STATE OF WISCONSIN
LABOR AND INDUSTRY REVIEW COMMISSION
P O BOX 8126, MADISON, WI 53708-8126 (608/266-9850)

PSI IV INC, Employer

UNEMPLOYMENT INSURANCE DECISION
Hearing No. S0700045AP


An administrative law judge (ALJ) for the Division of Unemployment Insurance of the Department of Workforce Development issued a decision in this matter. A timely petition for review was filed.

The commission has considered the petition and the positions of the parties, and it has reviewed the evidence submitted to the ALJ. Based on its review, the commission agrees with the decision of the ALJ, and it adopts the findings and conclusion in that decision as its own.

DECISION

The decision of the administrative law judge is affirmed. Accordingly, PSI's clients must report their employees under their own unemployment account numbers.

Dated and mailed July 11, 2008
psiiv . usd : 105 : 8 : ER 453

/s/ James T. Flynn, Chairperson

/s/ Robert Glaser, Commissioner

/s/ Ann L. Crump, Commissioner


MEMORANDUM OPINION


The appellant seeks professional employer organization status under Wis. Stat. § 108.02(21e).

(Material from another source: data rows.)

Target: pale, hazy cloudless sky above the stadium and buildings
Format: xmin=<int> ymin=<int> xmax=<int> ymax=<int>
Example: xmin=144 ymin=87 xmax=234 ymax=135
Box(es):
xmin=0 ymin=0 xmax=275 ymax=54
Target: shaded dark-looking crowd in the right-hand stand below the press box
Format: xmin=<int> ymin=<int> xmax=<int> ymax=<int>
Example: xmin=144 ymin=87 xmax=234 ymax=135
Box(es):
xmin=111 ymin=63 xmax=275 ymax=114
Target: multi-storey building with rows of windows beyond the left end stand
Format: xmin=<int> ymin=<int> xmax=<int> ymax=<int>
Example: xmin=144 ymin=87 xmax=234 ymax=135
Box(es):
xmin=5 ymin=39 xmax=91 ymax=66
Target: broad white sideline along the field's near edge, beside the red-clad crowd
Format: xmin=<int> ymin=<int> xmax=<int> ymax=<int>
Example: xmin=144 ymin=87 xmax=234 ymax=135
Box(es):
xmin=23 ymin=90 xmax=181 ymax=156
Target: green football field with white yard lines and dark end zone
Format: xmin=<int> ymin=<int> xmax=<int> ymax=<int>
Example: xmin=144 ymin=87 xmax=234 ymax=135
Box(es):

At hearing, the appellant and department stipulated to the appellant's having met criteria (c), (e), and (g) of the statute. As to the remaining criteria, the commission fully agrees with the appeal tribunal's analyses thereof. Specifically, while the appellant met the remaining criteria in fact, it did not do so (save with regard to criterion (f)) under contract.

The first criterion at issue is whether the appellant has the right under contract to hire and terminate the employees who perform services for the client and to reassign employees to other clients. No clause in the contract gives the appellant that right.

Criterion (b) is that the appellant set, under contract, the rate of pay of the employees, which responsibility may include negotiations with the client and even shared responsibility. Again, the contract contains no clause allowing the appellant this right or responsibility.

The third criterion at issue, paragraph (d), is that the appellant have a general right of direction and control over the employees, including corporate officers and, again, this right may be shared with the client to the degree necessary to allow the client to conduct its business and comply with regulations and statutes. The contract provides the appellant no such general direction and control, however. The most the contract provides is reservation to the appellant of direction in the areas of safety and hazard control. This is a specific area of direction and control, and not the general direction and control required by this criterion.

The appellant nonetheless argues that, based upon guidelines for interpreting contracts, the contract at issue would be read as containing the criteria at issue. In doing so, though, the appellant ignores the distinction the courts have drawn between contracts containing ambiguous language that must be resolved and contracts that are simply silent as to the issue. No one disputes that, in the former instance, contractual interpretation is both necessary and appropriate. The courts are clear, however, that in the latter situation the parties are simply bound by the contract itself: "In construing a contract, 'courts cannot insert what has been omitted or rewrite a contract made by the parties'." Columbia Propane, L.P. v. Wisconsin Gas Co., 2003 WI 38, 12, 261 Wis. 2d 70, 661 N.W.2d 776 (quoting In re Marriage of Levy v. Levy, 130 Wis. 2d 523, 533, 388 N.W.2d 170 (1986)). With regard to the above-discussed criteria, it is the case that the contract omits them and not the case that the contract addresses them in an ambiguous manner that would allow the construction the appellant seeks.

The commission agrees with the appellant, however, that the contract meets criterion (f), that the appellant have the obligation to establish, fund, and administer employee benefit plans for the employees. Paragraphs 6 and 7 and Schedule B of the contract address various employee benefit plans and require appellant establishment and administration thereof. In response, the department points to a contract provision requiring the client to be responsible for administering, funding, and accurately determining eligibility for certain paid perquisites including certain employee benefit plans. The commission reads this provision to go more to the client's responsibility to keep track of employees' use of vacation and sick leave, for example. As such, that provision is not inconsistent with other contractual provisions obliging the appellant to establish, fund, and administer employee benefit plans.